Le niveau de civilisation contemporaine.
A l'époque de Mustapha Kemal plus connu sous le nom d'Atatürk “père des
Turcs”, il existait une volonté politique de mener des réformes pour une
Turquie européenne, d’installer la laïcité dans le pays, on parlait alors de révolution
kémaliste qui accordait notamment le droit de vote aux femmes. Recep Tayyip Erdogan
prône aujourd'hui une plus grande liberté religieuse en Turquie et prêche
chaque jour la religion,99% de la population est musulmane, libre de pratiquer
sa religion. Selon Nedim Gürsel : « Il y
a deux articles dans la Constitution turque, unicité de l’Etat et laïcité qui
sont aujourd’hui menacées. Le problème kurde demeure avec des morts des deux
côtés, Erdogan ne respecte pas l’article 4 de la
Constitution, beaucoup d’universités sont fermées, des professeurs poursuivis,
si tous ces gens étaient là, le coup d’état aurait réussi. Ils représentent une
confrérie très influente au sein de la population comptant plus d’une centaine
d’universitaires fidèles à Gülen ennemi juré d’Erdogan mais autrefois alliés. Erdogan
a déclaré la guerre aux gülenistes les accusant
d’être derrière la tentative de coup d’Etat en juillet 2016. Pour Nedim Gürsel : « Il s’agit d’une guerre entre
deux imams ». Quel serait un pouvoir güleniste ?
Il y a un vrai problème, la situation est inquiétante face encore aux
nombreuses arrestations des gülenistes. Erdogan se comporte comme s’il n’avait aucune
responsabilité ».
La Turquie peut-elle faire partie ou non de
l'Union européenne ?
Au regard de notre histoire nous nous sommes opposés à la Turquie, nos
destins ont été mêlés parce que nous avions à combattre les turcs et un des
épisodes phare de cette histoire fut le siège de Vienne en 1529. Mais il ne
faut pas remonter si loin pour relater ce qui nous a opposé à la Turquie, il y
a bien sûr la grande guerre et ceux qui ont lu “Les sept pilliers
de la sagesse”, l'oeuvre de Lawrence d'Arabie à
la fois historique et littéraire montre combien les alliés en particulier les
anglais ont eu à combattre les turcs comme les français d'ailleurs.

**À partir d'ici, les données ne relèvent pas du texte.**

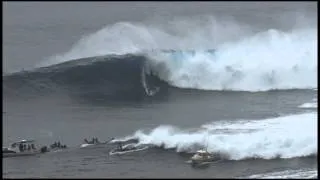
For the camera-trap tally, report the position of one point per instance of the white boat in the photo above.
(202, 156)
(16, 149)
(129, 148)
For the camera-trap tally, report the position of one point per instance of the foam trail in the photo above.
(284, 137)
(309, 105)
(313, 104)
(288, 174)
(126, 37)
(266, 61)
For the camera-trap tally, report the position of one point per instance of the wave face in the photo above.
(128, 61)
(106, 77)
(280, 137)
(246, 58)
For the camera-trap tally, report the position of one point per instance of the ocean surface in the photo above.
(239, 79)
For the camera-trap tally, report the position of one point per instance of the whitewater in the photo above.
(282, 137)
(245, 59)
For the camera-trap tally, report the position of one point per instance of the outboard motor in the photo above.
(44, 149)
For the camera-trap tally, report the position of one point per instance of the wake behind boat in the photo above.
(22, 148)
(129, 148)
(95, 142)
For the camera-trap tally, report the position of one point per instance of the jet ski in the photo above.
(203, 157)
(129, 148)
(20, 149)
(94, 143)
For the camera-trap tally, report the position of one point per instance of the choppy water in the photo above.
(238, 78)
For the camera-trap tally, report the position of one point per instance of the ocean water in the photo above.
(237, 78)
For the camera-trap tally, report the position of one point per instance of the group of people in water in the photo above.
(93, 141)
(58, 145)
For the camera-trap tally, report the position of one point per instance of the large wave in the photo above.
(127, 60)
(246, 58)
(282, 137)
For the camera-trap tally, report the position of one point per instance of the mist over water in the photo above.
(238, 79)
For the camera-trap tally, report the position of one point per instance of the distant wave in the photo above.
(109, 77)
(287, 174)
(280, 137)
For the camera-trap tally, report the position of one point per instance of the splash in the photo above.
(282, 137)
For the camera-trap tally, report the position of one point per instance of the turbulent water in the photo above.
(245, 91)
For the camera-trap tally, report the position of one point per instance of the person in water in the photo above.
(120, 146)
(20, 147)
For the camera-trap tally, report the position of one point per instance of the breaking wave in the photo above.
(287, 174)
(129, 60)
(283, 137)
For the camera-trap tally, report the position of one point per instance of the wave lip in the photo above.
(288, 174)
(271, 60)
(281, 137)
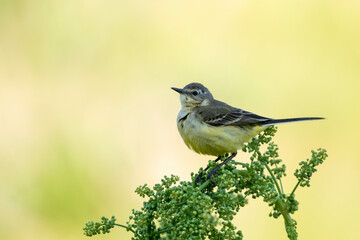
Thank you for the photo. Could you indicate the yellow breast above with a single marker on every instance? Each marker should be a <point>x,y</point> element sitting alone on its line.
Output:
<point>214,140</point>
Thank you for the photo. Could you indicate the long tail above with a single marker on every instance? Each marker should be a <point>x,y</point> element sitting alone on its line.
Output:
<point>287,120</point>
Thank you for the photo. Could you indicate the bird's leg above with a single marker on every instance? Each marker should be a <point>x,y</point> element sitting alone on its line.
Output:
<point>198,178</point>
<point>211,174</point>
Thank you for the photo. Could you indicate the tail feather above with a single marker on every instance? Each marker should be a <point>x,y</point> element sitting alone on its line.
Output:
<point>271,122</point>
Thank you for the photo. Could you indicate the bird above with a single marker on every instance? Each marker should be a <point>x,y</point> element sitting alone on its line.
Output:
<point>211,127</point>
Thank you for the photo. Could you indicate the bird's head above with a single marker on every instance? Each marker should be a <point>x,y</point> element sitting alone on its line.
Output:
<point>194,95</point>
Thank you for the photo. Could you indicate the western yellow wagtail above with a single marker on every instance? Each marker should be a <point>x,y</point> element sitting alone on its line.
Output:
<point>212,127</point>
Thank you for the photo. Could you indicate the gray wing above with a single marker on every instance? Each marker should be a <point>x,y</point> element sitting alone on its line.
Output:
<point>224,115</point>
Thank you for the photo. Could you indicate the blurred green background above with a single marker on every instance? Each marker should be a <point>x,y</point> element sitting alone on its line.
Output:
<point>87,113</point>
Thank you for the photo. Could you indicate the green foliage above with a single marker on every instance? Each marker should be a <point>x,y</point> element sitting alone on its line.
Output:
<point>177,209</point>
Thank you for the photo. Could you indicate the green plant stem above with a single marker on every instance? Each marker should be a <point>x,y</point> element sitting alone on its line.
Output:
<point>293,191</point>
<point>274,179</point>
<point>287,218</point>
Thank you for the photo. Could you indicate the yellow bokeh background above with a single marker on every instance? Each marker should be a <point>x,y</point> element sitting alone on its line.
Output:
<point>87,113</point>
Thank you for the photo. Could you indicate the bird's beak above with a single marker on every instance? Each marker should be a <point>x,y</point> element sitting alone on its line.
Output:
<point>179,90</point>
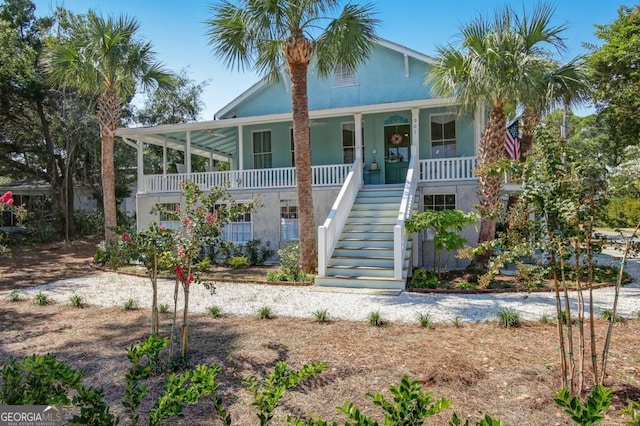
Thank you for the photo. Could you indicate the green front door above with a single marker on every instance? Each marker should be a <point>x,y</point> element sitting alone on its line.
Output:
<point>397,152</point>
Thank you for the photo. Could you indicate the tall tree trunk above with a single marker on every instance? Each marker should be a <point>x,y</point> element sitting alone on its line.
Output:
<point>298,54</point>
<point>489,185</point>
<point>109,110</point>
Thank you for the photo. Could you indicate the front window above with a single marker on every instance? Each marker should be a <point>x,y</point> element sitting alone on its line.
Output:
<point>443,136</point>
<point>262,150</point>
<point>440,202</point>
<point>288,221</point>
<point>239,230</point>
<point>166,220</point>
<point>349,143</point>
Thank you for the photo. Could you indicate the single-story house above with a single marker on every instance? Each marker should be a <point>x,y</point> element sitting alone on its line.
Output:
<point>382,147</point>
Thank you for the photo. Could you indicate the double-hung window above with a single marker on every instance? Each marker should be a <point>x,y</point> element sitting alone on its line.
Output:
<point>443,135</point>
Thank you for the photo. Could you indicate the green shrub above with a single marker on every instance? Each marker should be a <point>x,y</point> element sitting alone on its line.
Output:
<point>322,316</point>
<point>130,305</point>
<point>41,299</point>
<point>623,212</point>
<point>376,320</point>
<point>214,311</point>
<point>204,265</point>
<point>607,314</point>
<point>508,317</point>
<point>422,278</point>
<point>426,321</point>
<point>591,410</point>
<point>238,262</point>
<point>76,301</point>
<point>14,296</point>
<point>265,313</point>
<point>256,253</point>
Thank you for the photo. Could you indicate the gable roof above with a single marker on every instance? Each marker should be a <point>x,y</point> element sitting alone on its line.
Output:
<point>407,52</point>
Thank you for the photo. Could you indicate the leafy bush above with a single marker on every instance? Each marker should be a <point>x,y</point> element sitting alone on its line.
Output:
<point>204,265</point>
<point>14,296</point>
<point>256,253</point>
<point>508,317</point>
<point>426,321</point>
<point>376,320</point>
<point>130,305</point>
<point>322,316</point>
<point>214,311</point>
<point>591,410</point>
<point>265,313</point>
<point>623,212</point>
<point>76,301</point>
<point>422,278</point>
<point>41,299</point>
<point>238,262</point>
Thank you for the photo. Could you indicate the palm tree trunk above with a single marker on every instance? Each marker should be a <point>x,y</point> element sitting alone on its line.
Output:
<point>489,185</point>
<point>109,110</point>
<point>298,54</point>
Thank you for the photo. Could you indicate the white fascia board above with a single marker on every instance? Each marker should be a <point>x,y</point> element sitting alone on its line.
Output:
<point>134,132</point>
<point>406,51</point>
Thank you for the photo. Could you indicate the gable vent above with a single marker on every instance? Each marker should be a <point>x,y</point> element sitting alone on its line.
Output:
<point>344,77</point>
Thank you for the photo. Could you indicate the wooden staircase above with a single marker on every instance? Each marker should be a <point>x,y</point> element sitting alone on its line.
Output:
<point>363,257</point>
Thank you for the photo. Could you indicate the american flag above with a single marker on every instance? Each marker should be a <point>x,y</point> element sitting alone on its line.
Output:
<point>512,142</point>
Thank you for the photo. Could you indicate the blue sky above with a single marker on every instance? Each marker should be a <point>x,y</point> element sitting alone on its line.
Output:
<point>178,34</point>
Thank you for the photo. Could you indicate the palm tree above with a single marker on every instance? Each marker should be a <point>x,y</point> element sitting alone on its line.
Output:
<point>491,65</point>
<point>104,58</point>
<point>265,35</point>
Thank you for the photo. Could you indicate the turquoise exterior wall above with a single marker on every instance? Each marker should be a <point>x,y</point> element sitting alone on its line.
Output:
<point>382,79</point>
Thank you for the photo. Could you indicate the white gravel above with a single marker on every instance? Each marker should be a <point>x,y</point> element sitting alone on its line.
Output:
<point>113,289</point>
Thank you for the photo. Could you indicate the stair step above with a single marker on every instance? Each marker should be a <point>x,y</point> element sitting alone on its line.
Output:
<point>361,282</point>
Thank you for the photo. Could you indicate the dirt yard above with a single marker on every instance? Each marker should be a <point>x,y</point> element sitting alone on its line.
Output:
<point>481,368</point>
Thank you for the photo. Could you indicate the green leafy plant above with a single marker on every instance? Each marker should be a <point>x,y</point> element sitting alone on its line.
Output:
<point>214,311</point>
<point>14,296</point>
<point>204,265</point>
<point>265,313</point>
<point>41,299</point>
<point>256,253</point>
<point>322,316</point>
<point>633,410</point>
<point>426,321</point>
<point>130,305</point>
<point>422,278</point>
<point>376,320</point>
<point>446,224</point>
<point>238,262</point>
<point>589,412</point>
<point>76,301</point>
<point>607,314</point>
<point>269,391</point>
<point>508,318</point>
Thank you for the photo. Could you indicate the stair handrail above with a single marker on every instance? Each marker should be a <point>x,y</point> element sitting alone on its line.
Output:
<point>329,232</point>
<point>404,213</point>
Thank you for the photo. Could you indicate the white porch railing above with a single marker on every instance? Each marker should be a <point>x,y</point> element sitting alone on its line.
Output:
<point>447,169</point>
<point>329,232</point>
<point>284,177</point>
<point>404,213</point>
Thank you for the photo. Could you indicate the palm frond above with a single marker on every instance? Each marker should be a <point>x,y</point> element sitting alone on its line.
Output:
<point>347,40</point>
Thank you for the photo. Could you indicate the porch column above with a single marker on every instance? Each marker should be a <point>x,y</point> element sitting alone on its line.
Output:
<point>140,164</point>
<point>415,133</point>
<point>164,156</point>
<point>187,153</point>
<point>240,148</point>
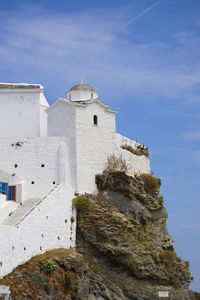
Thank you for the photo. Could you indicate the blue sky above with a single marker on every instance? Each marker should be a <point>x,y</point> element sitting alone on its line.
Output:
<point>142,56</point>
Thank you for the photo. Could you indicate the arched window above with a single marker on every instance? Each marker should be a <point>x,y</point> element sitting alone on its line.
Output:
<point>95,120</point>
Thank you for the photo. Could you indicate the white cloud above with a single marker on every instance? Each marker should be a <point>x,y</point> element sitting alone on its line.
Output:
<point>193,136</point>
<point>67,46</point>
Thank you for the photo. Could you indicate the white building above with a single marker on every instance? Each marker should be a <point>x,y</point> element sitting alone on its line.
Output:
<point>48,153</point>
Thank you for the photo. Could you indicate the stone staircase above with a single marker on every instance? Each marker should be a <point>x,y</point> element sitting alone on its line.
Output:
<point>16,215</point>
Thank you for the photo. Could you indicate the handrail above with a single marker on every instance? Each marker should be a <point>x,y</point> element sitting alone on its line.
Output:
<point>38,203</point>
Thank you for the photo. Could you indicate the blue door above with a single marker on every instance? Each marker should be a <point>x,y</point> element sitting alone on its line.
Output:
<point>9,192</point>
<point>2,187</point>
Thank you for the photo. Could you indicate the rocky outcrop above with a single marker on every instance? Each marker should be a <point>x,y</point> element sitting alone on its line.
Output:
<point>124,250</point>
<point>125,227</point>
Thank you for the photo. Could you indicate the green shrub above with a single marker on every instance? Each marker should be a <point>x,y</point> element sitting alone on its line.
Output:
<point>151,183</point>
<point>116,164</point>
<point>168,256</point>
<point>46,287</point>
<point>81,203</point>
<point>140,150</point>
<point>47,266</point>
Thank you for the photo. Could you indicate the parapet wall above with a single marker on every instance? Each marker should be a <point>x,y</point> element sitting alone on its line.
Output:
<point>48,226</point>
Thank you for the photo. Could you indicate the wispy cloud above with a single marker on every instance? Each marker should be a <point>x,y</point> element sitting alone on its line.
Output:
<point>192,136</point>
<point>66,46</point>
<point>134,19</point>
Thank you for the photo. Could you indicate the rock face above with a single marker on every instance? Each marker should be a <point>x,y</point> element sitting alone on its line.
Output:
<point>123,250</point>
<point>125,231</point>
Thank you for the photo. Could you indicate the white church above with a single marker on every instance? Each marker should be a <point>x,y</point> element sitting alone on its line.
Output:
<point>47,154</point>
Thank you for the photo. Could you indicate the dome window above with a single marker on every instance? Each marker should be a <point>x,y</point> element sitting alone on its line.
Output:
<point>95,120</point>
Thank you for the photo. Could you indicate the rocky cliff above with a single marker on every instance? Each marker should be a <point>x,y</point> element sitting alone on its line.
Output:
<point>123,250</point>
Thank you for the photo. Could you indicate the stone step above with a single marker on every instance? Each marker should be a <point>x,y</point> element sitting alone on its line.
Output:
<point>22,209</point>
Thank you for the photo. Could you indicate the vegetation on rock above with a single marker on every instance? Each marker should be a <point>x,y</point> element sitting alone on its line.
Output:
<point>139,150</point>
<point>116,164</point>
<point>81,203</point>
<point>125,251</point>
<point>151,183</point>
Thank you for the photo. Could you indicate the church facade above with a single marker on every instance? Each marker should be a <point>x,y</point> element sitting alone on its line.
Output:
<point>47,154</point>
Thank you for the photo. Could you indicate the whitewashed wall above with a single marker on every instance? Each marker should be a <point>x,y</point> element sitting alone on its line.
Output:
<point>94,143</point>
<point>43,121</point>
<point>77,95</point>
<point>47,227</point>
<point>29,158</point>
<point>61,122</point>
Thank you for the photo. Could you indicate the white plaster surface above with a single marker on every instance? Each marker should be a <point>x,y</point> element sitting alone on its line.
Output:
<point>43,229</point>
<point>77,95</point>
<point>74,151</point>
<point>29,158</point>
<point>6,208</point>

Ensuite il y a eu Gallipoli en 1914 et que ce soit pendant la grande guerre ou
pendant la dernière guerre où la Turquie a été neutre, c'était une neutralité
qui souvent s'infléchissait en faveur de l'Allemagne, dès lors nous avons
toujours trouvé la Turquie contre nous, alliée de ce pays qui nous a envahi en
1870, en 1914 puis en 1940. Sans oublier l'oppression des minorités religieuses
ou ethniques (Arméniens, Grecs, Assyriens, Chaldéens, Juifs, Kurdes, Alaouites
...), l'Arménie est un passé sanglant, le Kurdistan est un présent sanglant,
avec une communauté chrétienne originaire de Turquie qui représente aujourd'hui
moins de 1% de la population contre 25% au début du XXème siècle.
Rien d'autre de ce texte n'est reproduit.